Seminars of the series “Optimization in Machine Learning”
Talk Title: New optimization training strategies for Survival and Classification Trees
Speaker: Antonio Consolo, Università degli Studi di Milano Bicocca
When: Wednesday, 9th July, 11:00-12:00
Where: Alan Turing Seminar Room
Abstract: Decision trees are supervised learning models widely used to handle tabular data thanks to their interpretability and their capacity to capture complex relationships. They are applied in various tasks, including survival analysis and classification. Recently, there has been increasing interest in globally optimized trees, where the entire tree is trained by minimizing an error function over all its parameters. In this talk, we present new formulations and optimization methods to train globally optimized trees for both survival analysis and classification.
As to survival analysis, we propose a new soft survival tree model (SST), with a soft splitting rule at each branch node, trained via a nonlinear optimization formulation amenable to decomposition. SSTs provide for every input vector a specific survival function associated to a single leaf node, satisfying the conditional computation property. SST and the training formulation combine flexibility with interpretability: any smooth survival function estimated through maximum likelihood can be used, while the leaf nodes represent clusters of distinct survival curves corresponding to different data points. Numerical experiments on 15 well-known datasets show that SSTs, with parametric and spline-based semiparametric survival functions, trained using an adaptation of the node-based decomposition algorithm proposed by Consolo et al. (2024) for soft regression trees, outperform three benchmark survival trees in terms of four widely-used discrimination and calibration metrics. Moreover, SSTs can be easily extended to consider group fairness.
Concerning classification, we present a multivariate deterministic tree trained using a nonlinear optimization formulation adapted from the method proposed by Blanquero et al. (2021) for soft classification trees. This alternative formulation leverages a modified activation function at the branch nodes, which allows to satisfy the conditional computation property while also offering probabilistic confidence outputs. The training procedure is based on a projected search algorithm. Early experimental results on 54 datasets indicate that our method achieves performance comparable to OCT-H (Bertsimas et al., 2017) as well as traditional ensemble methods such as random forests and XGBoost.
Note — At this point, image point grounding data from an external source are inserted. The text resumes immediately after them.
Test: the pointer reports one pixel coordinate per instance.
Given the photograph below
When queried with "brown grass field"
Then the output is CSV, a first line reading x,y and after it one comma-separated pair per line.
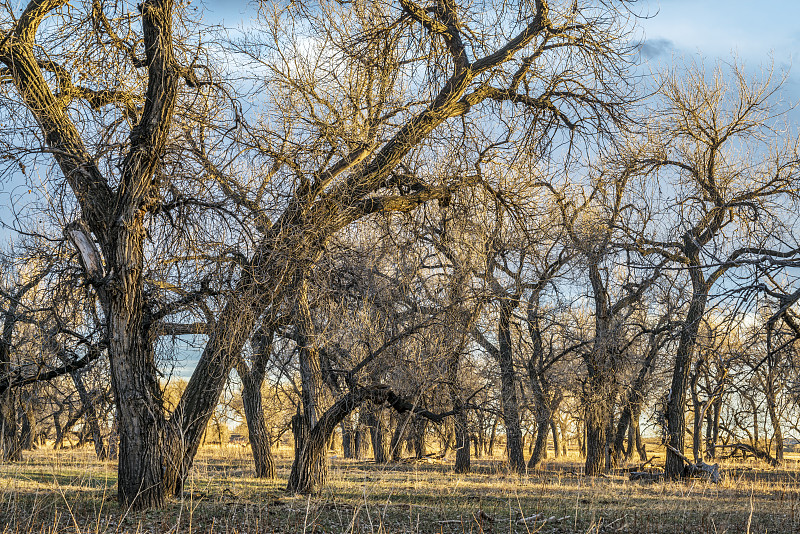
x,y
72,492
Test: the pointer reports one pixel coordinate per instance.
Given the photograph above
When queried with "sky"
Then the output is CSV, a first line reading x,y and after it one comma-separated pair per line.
x,y
761,36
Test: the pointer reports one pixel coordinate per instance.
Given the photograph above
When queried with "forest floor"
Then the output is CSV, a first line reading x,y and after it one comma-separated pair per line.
x,y
71,492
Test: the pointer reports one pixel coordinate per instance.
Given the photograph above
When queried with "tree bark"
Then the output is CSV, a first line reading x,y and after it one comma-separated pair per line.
x,y
257,429
676,402
508,389
252,378
92,419
377,432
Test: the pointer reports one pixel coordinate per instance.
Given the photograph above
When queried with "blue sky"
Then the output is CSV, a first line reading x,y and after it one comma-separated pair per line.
x,y
761,35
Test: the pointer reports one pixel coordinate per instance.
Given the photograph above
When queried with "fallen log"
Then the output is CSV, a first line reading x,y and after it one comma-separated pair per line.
x,y
700,469
645,476
744,448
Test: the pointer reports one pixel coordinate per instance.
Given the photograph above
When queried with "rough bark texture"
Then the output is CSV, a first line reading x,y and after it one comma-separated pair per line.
x,y
92,419
508,390
252,380
257,430
676,402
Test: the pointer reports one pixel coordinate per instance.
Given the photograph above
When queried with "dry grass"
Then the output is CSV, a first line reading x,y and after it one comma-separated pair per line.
x,y
70,491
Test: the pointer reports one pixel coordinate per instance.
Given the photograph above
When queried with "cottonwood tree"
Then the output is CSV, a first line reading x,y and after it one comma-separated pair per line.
x,y
345,108
731,176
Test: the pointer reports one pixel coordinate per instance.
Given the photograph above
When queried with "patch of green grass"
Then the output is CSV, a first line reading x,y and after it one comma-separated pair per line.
x,y
70,491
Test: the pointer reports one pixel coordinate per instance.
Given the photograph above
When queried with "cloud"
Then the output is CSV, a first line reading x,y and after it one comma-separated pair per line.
x,y
653,48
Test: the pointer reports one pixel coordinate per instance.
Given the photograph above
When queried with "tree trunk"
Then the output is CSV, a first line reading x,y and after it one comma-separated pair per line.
x,y
543,420
508,390
396,444
257,429
309,469
419,438
676,402
92,419
462,464
9,434
774,420
28,429
556,439
348,437
377,431
597,420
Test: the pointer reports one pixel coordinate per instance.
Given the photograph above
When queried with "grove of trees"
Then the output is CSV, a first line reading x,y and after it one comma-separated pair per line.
x,y
397,222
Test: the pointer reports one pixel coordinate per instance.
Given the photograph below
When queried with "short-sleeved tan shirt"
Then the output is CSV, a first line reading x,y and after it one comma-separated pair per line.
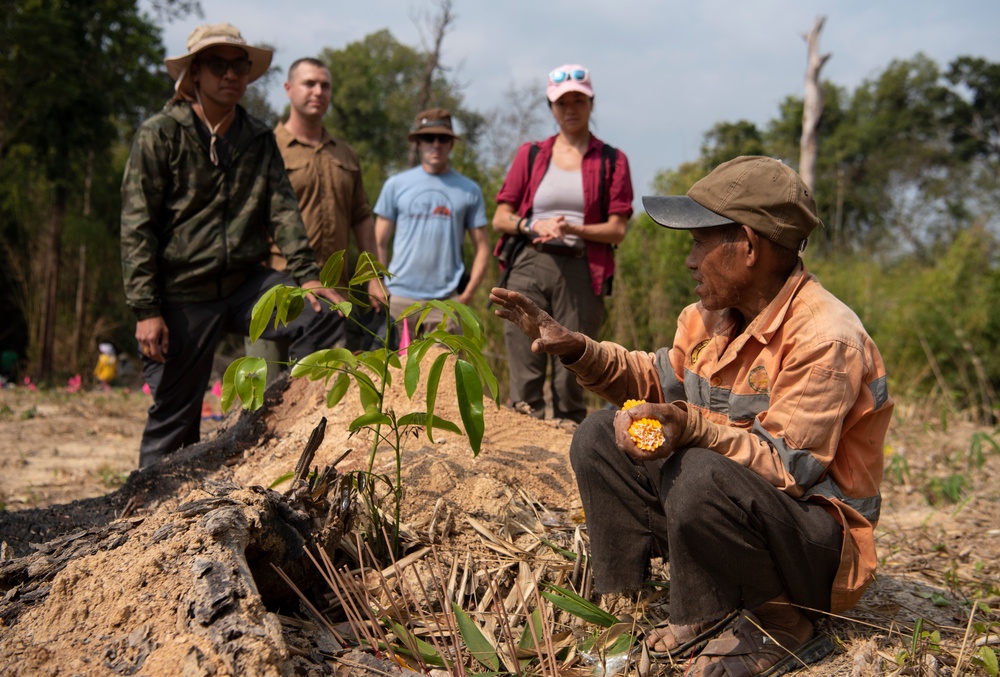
x,y
328,183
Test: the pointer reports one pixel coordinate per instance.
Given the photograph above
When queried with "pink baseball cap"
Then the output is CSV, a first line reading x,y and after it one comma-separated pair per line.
x,y
571,77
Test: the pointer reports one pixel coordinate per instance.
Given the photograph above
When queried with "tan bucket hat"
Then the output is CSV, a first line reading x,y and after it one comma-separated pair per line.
x,y
210,35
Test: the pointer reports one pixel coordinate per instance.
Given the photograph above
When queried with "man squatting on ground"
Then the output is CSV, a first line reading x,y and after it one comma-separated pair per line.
x,y
773,401
204,188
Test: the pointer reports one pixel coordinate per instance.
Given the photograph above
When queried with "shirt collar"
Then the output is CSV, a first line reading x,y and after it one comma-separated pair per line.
x,y
771,318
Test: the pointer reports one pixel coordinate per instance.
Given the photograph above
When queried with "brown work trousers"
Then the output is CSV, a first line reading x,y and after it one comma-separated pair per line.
x,y
733,541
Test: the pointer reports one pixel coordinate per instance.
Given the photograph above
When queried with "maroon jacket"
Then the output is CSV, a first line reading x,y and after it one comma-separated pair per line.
x,y
518,192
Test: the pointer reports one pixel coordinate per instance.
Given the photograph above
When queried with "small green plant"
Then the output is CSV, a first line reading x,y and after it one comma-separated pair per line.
x,y
371,374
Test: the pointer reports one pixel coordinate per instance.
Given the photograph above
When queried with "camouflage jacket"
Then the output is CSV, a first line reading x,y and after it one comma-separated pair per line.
x,y
192,231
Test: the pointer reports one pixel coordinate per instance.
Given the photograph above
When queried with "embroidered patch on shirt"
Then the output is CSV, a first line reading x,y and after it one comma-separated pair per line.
x,y
759,380
696,353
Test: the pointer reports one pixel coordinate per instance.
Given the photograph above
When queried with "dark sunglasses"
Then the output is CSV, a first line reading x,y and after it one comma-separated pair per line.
x,y
431,138
218,66
579,74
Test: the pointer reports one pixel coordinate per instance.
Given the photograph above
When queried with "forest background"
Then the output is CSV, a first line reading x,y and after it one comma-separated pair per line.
x,y
907,181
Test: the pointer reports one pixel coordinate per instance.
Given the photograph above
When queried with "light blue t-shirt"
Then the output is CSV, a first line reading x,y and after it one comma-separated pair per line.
x,y
431,213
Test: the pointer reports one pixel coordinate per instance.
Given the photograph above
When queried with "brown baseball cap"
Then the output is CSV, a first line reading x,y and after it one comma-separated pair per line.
x,y
432,121
759,192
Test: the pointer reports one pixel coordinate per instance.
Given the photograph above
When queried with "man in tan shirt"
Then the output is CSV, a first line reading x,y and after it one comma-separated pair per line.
x,y
324,171
326,175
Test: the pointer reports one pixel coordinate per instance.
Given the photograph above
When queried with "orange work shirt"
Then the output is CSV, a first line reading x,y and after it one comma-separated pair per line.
x,y
799,397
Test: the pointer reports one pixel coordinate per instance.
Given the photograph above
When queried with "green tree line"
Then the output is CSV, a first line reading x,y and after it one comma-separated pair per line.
x,y
907,185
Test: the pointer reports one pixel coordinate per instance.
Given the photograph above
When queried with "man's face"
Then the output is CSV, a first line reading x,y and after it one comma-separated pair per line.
x,y
221,73
715,267
435,150
309,91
Talk Title: Counterfactual optimization for fault prevention in complex wind energy systems
Speaker: Martina Fischetti, University of Seville
When: Thursady, 10th July, 15:30-16:30
Where: online on Teams, link: https://teams.microsoft.com/l/meetup-join/19%3ameeting_YWM1MWYxNTEtZGEyYy00MzU0LTg2ZDktZDQ1MmM3NDc1Y2Q3%40thread.v2/0?context=%7b%22Tid%22%3a%229df08a7c-31d7-4024-9ba6-5ed5efac1a01%22%2c%22Oid%22%3a%22d4f0c029-8a66-42b2-b484-cd0d5763162a%22%7d
Abstract: Machine Learning models are increasingly used in businesses to detect faults and anomalies in complex systems. In this work, we take this approach a step further: beyond merely detecting anomalies, we aim to identify the optimal control strategy that restores the system to a safe state with minimal disruption. We frame this challenge as a counterfactual problem: given a Machine Learning model that classifies system states as either “good” or “anomalous,” our goal is to determine the minimal adjustment to the system’s control variables (i.e., its current status) that is necessary to return it to the “good” state. To achieve this, we leverage a mathematical model that finds the optimal counterfactual solution while respecting system-specific constraints. Notably, most counterfactual analysis in the literature focuses on individual cases where a person seeks to alter their status relative to a decision made by a classifier, such as for loan approval or medical diagnosis. Our work addresses a fundamentally different challenge: optimizing counterfactuals for a complex energy system, specifically an offshore wind turbine oil-type transformer. This application not only advances counterfactual optimization in a new domain but also opens avenues for broader research in this area. Our tests on real-world data provided by our industrial partner show that our methodology easily adapts to user preferences and brings savings in the order of 3 million euros per year in a typical farm.